Effect of high-dose atorvastatin on the cardiovascular risk associated with individual components of metabolic syndrome: a subanalysis of the Treating to New Targets (TNT) study.

AIMS

To investigate the impact of intensive lipid-lowering with high-dose atorvastatin on the cardiovascular risk associated with individual metabolic syndrome components [high body mass index (BMI), elevated triglycerides, low high-density lipoprotein (HDL) cholesterol, hypertension and elevated fasting glucose] in patients with coronary heart disease (CHD).

METHODS

Patients with clinically evident, stable CHD and low-density lipoprotein (LDL) cholesterol <3.4 mmol/l (130 mg/dl) were randomized to double-blind therapy with atorvastatin 10 mg/day (n = 5006) or 80 mg/day (n = 4995) after an 8-week open-label run-in with atorvastatin 10 mg.
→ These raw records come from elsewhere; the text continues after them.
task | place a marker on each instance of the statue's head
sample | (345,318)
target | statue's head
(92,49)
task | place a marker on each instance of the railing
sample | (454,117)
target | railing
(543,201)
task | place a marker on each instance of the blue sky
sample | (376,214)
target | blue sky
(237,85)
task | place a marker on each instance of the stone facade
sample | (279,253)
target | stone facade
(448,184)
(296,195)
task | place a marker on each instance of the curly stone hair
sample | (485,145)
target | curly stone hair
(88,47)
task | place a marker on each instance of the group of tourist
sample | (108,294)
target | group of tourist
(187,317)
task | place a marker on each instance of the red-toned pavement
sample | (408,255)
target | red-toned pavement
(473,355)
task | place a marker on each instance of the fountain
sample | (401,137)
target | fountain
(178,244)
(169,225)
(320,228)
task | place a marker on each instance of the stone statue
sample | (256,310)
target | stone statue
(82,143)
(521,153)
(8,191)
The median follow-up was 4.9 years. The impact of individual metabolic syndrome risk factors was tested on the primary endpoint, which was the occurrence of a first major cardiovascular event.

RESULTS

On-treatment LDL cholesterol was 2.6 mmol/l (101 mg/dl) with atorvastatin 10 mg and 2.0 mmol/l (77 mg/dl) with atorvastatin 80 mg. Among patients receiving atorvastatin 10 mg, the presence of each individual metabolic syndrome component significantly increased the risk of major cardiovascular events compared with the absence of each (BMI, p = 0.014; triglycerides, p = 0.006; HDL cholesterol, p = 0.0006; hypertension, p < 0.0001; and fasting glucose p < 0.0001). In patients receiving atorvastatin 80 mg, elevated triglycerides and fasting glucose were no longer significant predictors of major cardiovascular events. The predictive power of hypertension on the risk of major cardiovascular events was reduced in patients treated with atorvastatin 80 mg, although it remained a significant predictor.

CONCLUSIONS

Treatment with high-dose atorvastatin to a mean LDL cholesterol level of 2.0 mmol/l (77 mg/dl) considerably attenuated the predictive power associated with three metabolic syndrome components.